Bulking Up The War Chests
  • "Despite Republican officials urging him to drop out, Jersey City Mayor Bret Schundler said yesterday" that he will remain in the New Jersey gubernatorial race, the Trenton Times reports.
  • Sen. Gordon Smith, R-Ore., "has broken the $1 million fund-raising mark for his 2002 re-election campaign," the Portland Oregonian reports.
  • Democratic Reps. John Tierney, James McGovern and Michael Capuano of Massachusetts all "ended last year with healthy surpluses in their campaign treasury," the Boston Globe reports.
In The States
  • The Virginia Senate has passed a bill requiring "a 24-hour waiting period before a woman can get an abortion," the Richmond Times-Dispatch reports. Gov. Jim Gilmore (R) has said he will sign the bill.
  • House Majority Leader Dennis Hastert, R-Ill., "is pushing legislation to turn the privately run Ronald Reagan Boyhood Home in Dixon, Ill., into a federally owned historic site," the Chicago Sun-Times reports.
Some Heated Words
  • Bill Clinton and Al Gore had an "uncommonly blunt" debate in the days after Gore conceded the presidential election, the Washington Post reports. "Gore forcefully told Clinton that his sex scandal and low personal approval ratings were a major impediment," while Clinton "responded with equal force that it was Gore's failure to run on the administration's record that hobbled his ambitions."
  • On Monday, Gore gave his first lecture at Columbia University in New York, where he "talked about the power of television to shape public perceptions, the rise of news talk shows and the emphasis on what he called 'derivative' news, like journalists' speculations about politicians' methods, motives and electoral chances," the New York Times reports.
Names In The News
  • The New York Times reports that the focus of an investigation into New Jersey Sen.

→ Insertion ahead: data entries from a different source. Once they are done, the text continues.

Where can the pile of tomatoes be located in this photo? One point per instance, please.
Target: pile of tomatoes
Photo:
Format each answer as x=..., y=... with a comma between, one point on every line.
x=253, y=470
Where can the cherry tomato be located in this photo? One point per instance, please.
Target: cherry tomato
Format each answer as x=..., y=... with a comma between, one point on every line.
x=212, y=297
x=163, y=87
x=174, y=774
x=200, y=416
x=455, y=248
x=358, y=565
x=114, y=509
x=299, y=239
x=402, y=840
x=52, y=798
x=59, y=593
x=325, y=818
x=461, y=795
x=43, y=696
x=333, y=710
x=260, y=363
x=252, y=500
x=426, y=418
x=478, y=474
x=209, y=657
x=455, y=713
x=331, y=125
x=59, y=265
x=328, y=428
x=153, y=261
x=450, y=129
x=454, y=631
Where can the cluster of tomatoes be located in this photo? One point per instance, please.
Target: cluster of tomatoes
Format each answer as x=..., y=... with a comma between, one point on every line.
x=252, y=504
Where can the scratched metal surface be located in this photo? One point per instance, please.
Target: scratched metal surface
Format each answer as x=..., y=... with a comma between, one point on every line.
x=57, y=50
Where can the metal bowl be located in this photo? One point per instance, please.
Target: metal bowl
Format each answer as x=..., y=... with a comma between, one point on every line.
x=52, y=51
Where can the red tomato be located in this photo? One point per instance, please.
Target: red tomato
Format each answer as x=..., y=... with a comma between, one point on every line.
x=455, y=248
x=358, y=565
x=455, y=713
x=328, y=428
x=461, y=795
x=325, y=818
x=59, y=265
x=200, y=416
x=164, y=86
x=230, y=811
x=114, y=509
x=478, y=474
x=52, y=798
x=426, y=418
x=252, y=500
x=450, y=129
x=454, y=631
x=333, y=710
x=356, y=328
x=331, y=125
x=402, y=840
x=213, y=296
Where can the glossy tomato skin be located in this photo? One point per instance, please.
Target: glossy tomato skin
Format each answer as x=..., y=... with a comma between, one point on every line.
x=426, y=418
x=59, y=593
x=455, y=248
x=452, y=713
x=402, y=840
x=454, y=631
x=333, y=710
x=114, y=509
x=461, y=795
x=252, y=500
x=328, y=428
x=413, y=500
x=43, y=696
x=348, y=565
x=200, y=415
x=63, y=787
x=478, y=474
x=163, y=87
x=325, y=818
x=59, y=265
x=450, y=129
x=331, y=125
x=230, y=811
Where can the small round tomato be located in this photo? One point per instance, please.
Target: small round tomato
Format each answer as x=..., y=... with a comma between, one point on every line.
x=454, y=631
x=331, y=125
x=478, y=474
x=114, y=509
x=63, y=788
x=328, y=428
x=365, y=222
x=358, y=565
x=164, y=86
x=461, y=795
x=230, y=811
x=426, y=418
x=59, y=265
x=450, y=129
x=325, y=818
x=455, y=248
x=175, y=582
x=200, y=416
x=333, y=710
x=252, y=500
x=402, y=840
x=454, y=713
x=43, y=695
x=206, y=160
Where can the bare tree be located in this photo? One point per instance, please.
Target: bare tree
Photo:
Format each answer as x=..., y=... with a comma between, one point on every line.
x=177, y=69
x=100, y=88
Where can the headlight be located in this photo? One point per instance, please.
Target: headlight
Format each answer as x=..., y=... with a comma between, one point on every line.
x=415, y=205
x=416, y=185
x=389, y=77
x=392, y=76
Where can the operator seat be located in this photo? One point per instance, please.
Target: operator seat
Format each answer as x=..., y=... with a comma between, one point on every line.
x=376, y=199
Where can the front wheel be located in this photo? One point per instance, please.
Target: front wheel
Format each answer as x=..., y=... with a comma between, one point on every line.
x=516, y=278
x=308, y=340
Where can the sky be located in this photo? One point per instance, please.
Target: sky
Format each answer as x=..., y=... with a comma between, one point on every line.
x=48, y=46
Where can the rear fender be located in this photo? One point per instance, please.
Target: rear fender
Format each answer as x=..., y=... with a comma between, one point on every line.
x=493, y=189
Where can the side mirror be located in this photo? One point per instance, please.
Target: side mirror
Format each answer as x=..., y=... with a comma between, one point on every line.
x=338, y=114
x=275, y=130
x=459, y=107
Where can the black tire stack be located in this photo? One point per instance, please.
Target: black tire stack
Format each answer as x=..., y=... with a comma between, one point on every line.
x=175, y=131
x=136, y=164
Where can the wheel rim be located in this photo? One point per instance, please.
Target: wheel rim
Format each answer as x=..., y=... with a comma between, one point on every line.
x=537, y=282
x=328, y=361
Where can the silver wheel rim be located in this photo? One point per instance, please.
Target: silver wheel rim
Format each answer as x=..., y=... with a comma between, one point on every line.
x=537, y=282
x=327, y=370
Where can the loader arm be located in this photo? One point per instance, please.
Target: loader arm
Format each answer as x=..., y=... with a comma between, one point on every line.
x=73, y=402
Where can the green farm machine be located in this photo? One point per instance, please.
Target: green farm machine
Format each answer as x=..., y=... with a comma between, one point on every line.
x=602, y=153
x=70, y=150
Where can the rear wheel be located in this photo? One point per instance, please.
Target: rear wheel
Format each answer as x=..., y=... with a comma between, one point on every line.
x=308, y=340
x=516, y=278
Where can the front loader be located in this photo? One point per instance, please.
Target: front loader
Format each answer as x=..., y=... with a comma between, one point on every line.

Bob Torricelli's (D) 1996 campaign has shifted from illegal contributions to the senator himself.
  • Sen. Evan Bayh, D-Ind., is the new chairman of the Democratic Leadership Council, the Indianapolis Star reports. Bayh will speak today at the National Press Club. (See Daybook for more D.C. events.)
  • The Washington Post reports that "Sen. Hillary Rodham Clinton has established a political action committee, called HILLPAC, that advisers say she intends to use to help Democrats take back control of the House and Senate."
  • "William Daley, the former secretary of commerce and chairman of the Gore-Lieberman presidential campaign, has been elected to the board of Electronic Data Systems," AP reports. Daley will replace Dick Cheney.
  • Maria Hsia, a former Democratic fund-raiser linked to the 1996 Buddhist Temple controversy, received a sentence "to spend three months in home confinement in Los Angeles, serve three years on probation and pay a $5,000 fine," the Los Angeles Times reports.
  • Inside.com reports that News Corp. head Rupert Murdoch's efforts to acquire DirectTV may be moving forward in a $45 billion deal involving both Microsoft and former TCI chairman John Malone. But Reuters reports that GM, which owns DirectTV, is denying that a deal is imminent.